[mesh-dev] We need to talk about batman

max b maxb.personal at gmail.com
Sun Oct 19 19:35:19 PDT 2014


Met with Alex today and we went over a bunch of stuff.

TL;DR
Iphones and other OS now work(!  ...mostly), but UDP is probably still
broken. There may be some other hacked solutions, but we may start taking a
more serious look at babel or bmx6.


Alex explained because open0 and bat0 are bridged and because the
destination address of a packet is on the layer 2 network managed by
batman, the br-openmesh bridged interface won't return the mtu.

The first place that layer 3 routing happens is on the exit/relay server.
Which is already after the place an MTU drop would have taken place.

One partial solution that we implemented was setting up the TCPMSS Clamping
on the exit server. This commit handles that"

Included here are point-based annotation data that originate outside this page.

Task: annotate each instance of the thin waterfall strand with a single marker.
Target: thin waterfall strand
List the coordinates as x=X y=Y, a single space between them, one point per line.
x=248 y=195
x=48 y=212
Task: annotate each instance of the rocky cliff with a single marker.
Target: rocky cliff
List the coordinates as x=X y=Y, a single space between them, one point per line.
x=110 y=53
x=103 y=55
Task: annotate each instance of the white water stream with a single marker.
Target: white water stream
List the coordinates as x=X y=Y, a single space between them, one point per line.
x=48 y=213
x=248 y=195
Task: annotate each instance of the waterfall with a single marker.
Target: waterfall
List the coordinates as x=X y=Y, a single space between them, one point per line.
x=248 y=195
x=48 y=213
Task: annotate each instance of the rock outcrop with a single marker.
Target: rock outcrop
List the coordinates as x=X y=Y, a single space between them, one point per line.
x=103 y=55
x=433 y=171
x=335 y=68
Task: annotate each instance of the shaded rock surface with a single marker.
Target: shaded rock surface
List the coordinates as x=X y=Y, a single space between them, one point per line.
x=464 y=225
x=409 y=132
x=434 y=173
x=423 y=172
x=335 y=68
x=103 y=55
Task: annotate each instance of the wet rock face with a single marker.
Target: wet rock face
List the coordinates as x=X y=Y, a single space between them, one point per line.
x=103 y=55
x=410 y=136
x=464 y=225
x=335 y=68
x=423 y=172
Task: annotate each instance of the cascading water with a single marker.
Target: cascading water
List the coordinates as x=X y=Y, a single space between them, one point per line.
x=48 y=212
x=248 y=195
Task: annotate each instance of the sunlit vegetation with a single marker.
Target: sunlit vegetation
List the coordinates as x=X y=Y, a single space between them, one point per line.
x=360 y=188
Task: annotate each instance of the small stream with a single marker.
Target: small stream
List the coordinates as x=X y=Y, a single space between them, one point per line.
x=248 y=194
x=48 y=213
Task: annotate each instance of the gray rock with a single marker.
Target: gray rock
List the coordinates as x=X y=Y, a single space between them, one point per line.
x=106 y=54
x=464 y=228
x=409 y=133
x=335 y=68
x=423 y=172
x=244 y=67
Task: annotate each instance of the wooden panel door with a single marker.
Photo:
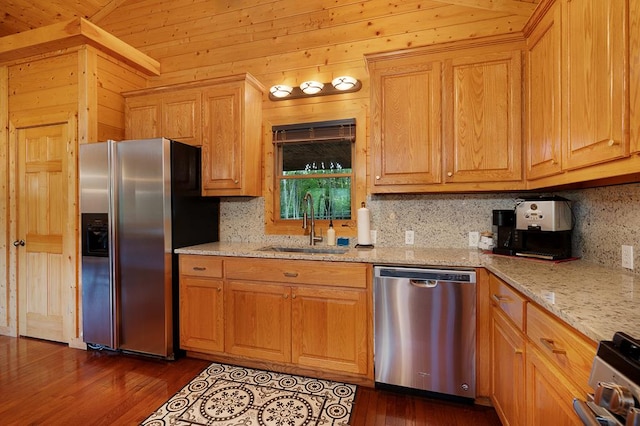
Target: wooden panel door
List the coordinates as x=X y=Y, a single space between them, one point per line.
x=595 y=99
x=182 y=117
x=222 y=139
x=329 y=329
x=406 y=132
x=544 y=108
x=258 y=320
x=201 y=314
x=143 y=119
x=482 y=118
x=507 y=370
x=549 y=394
x=43 y=221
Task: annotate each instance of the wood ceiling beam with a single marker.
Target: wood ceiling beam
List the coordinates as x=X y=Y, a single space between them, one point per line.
x=521 y=8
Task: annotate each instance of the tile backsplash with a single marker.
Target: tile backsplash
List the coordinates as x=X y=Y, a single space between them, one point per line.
x=606 y=218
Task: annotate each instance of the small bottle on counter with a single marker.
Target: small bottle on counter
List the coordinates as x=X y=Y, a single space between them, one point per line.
x=331 y=234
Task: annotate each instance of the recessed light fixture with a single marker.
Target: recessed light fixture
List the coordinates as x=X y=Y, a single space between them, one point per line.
x=344 y=82
x=339 y=85
x=281 y=91
x=311 y=87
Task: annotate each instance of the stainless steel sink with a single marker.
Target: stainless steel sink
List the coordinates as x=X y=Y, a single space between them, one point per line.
x=310 y=249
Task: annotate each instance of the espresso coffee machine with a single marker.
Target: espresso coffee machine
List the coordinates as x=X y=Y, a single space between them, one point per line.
x=543 y=228
x=539 y=227
x=503 y=229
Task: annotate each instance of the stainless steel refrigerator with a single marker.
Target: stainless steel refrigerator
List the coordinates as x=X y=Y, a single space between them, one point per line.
x=139 y=200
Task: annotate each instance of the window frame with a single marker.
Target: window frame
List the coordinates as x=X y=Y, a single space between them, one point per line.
x=283 y=116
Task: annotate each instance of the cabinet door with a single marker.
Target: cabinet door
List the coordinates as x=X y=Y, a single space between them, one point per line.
x=258 y=321
x=595 y=37
x=507 y=370
x=329 y=329
x=406 y=132
x=222 y=139
x=549 y=395
x=544 y=72
x=482 y=118
x=143 y=118
x=201 y=314
x=181 y=117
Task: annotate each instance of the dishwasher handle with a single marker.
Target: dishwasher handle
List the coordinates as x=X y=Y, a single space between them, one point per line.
x=424 y=283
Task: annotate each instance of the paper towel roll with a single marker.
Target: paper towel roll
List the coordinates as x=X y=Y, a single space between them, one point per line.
x=364 y=226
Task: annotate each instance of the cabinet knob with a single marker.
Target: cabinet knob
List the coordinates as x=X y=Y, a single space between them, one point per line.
x=551 y=346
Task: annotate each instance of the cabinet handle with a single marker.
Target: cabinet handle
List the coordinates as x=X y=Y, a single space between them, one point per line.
x=550 y=345
x=501 y=299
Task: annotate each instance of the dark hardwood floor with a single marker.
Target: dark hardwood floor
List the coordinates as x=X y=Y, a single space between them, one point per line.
x=45 y=383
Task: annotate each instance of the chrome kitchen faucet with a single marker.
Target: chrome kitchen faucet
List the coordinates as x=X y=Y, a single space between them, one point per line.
x=308 y=200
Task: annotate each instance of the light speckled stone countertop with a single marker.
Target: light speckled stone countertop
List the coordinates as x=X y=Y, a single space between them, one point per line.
x=595 y=300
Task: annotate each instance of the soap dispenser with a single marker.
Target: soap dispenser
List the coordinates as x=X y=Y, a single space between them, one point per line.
x=331 y=234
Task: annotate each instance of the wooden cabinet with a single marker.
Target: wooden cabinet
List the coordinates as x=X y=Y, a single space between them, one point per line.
x=172 y=115
x=577 y=92
x=281 y=310
x=223 y=115
x=406 y=146
x=544 y=96
x=482 y=118
x=594 y=48
x=294 y=313
x=447 y=119
x=232 y=140
x=507 y=352
x=201 y=304
x=538 y=363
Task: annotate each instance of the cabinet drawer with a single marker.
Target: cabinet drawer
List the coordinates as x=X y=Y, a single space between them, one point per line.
x=201 y=266
x=564 y=347
x=507 y=300
x=336 y=274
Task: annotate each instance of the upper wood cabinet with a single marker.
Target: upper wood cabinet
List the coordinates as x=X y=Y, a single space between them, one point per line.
x=232 y=138
x=543 y=97
x=172 y=115
x=482 y=118
x=594 y=47
x=577 y=92
x=223 y=115
x=406 y=133
x=447 y=118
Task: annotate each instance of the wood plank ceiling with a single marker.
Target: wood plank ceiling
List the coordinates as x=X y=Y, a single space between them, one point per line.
x=22 y=15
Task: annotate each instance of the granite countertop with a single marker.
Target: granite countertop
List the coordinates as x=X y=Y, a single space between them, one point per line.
x=596 y=300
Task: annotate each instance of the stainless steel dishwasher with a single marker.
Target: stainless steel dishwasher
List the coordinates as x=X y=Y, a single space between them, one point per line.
x=425 y=329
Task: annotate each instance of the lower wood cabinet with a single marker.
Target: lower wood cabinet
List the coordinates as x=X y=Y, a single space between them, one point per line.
x=507 y=370
x=538 y=366
x=308 y=314
x=201 y=302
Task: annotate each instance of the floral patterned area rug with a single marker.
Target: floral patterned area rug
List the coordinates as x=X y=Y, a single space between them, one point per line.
x=236 y=396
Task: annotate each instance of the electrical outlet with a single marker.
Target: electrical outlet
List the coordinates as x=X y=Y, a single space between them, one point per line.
x=627 y=257
x=408 y=237
x=474 y=239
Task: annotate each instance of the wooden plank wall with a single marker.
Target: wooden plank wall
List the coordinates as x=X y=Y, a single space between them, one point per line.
x=289 y=41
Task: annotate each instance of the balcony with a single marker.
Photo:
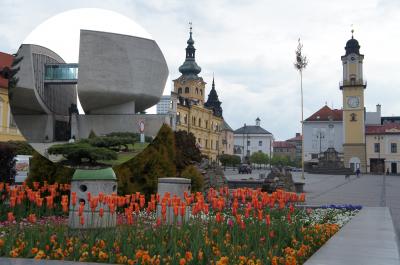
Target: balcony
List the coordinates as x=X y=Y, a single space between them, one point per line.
x=352 y=83
x=61 y=73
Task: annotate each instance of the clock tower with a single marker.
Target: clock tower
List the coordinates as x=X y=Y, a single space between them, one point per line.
x=353 y=86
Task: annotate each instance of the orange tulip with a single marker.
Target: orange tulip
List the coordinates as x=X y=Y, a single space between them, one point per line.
x=268 y=220
x=10 y=217
x=73 y=198
x=82 y=220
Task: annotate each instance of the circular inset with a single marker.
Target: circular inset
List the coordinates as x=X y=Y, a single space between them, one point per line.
x=83 y=111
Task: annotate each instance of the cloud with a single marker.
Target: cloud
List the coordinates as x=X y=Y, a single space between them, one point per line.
x=249 y=45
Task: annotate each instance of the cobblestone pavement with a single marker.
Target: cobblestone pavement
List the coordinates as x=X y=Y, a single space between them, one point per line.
x=367 y=190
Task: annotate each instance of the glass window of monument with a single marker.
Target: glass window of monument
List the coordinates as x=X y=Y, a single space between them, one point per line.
x=393 y=147
x=61 y=72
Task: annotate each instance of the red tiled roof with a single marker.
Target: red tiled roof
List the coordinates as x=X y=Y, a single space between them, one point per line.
x=296 y=138
x=388 y=128
x=5 y=61
x=325 y=114
x=283 y=144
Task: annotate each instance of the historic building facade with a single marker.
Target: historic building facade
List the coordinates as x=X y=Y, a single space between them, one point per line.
x=322 y=130
x=284 y=148
x=298 y=142
x=227 y=139
x=383 y=153
x=352 y=87
x=194 y=114
x=252 y=138
x=8 y=128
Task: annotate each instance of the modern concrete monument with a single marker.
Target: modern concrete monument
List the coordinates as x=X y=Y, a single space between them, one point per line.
x=119 y=77
x=119 y=74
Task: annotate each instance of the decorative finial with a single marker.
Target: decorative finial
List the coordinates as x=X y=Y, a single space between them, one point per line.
x=352 y=31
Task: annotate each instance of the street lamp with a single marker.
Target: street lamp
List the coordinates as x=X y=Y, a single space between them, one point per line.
x=300 y=64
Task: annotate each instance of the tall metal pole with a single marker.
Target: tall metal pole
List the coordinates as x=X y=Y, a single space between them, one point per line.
x=302 y=126
x=300 y=64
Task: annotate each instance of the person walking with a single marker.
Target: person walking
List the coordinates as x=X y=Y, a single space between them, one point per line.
x=358 y=172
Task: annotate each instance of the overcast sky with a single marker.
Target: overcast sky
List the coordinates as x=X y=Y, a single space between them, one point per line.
x=249 y=45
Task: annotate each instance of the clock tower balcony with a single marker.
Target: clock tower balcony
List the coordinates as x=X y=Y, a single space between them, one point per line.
x=352 y=83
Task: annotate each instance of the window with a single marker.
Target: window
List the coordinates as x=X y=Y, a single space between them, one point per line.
x=377 y=147
x=393 y=147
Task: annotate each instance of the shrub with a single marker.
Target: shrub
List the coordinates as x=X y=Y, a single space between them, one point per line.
x=7 y=162
x=192 y=173
x=77 y=152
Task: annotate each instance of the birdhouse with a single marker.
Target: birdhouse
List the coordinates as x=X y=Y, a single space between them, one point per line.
x=92 y=188
x=173 y=187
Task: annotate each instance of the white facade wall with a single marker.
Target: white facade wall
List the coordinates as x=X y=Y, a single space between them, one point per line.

https://github.com/sudomesh/exitnode/commit/66a7523895053357a993a4ff61362eb89ca9e8c9

We tested it and an iphone was able to connect to the peoplesopen.net
network and the variety of functionality that we attempted seemed to be
working just fine. So that's nice! However, this will ONLY work for TCP
connections. Everything over udp will still have the mis-matched MTU issues.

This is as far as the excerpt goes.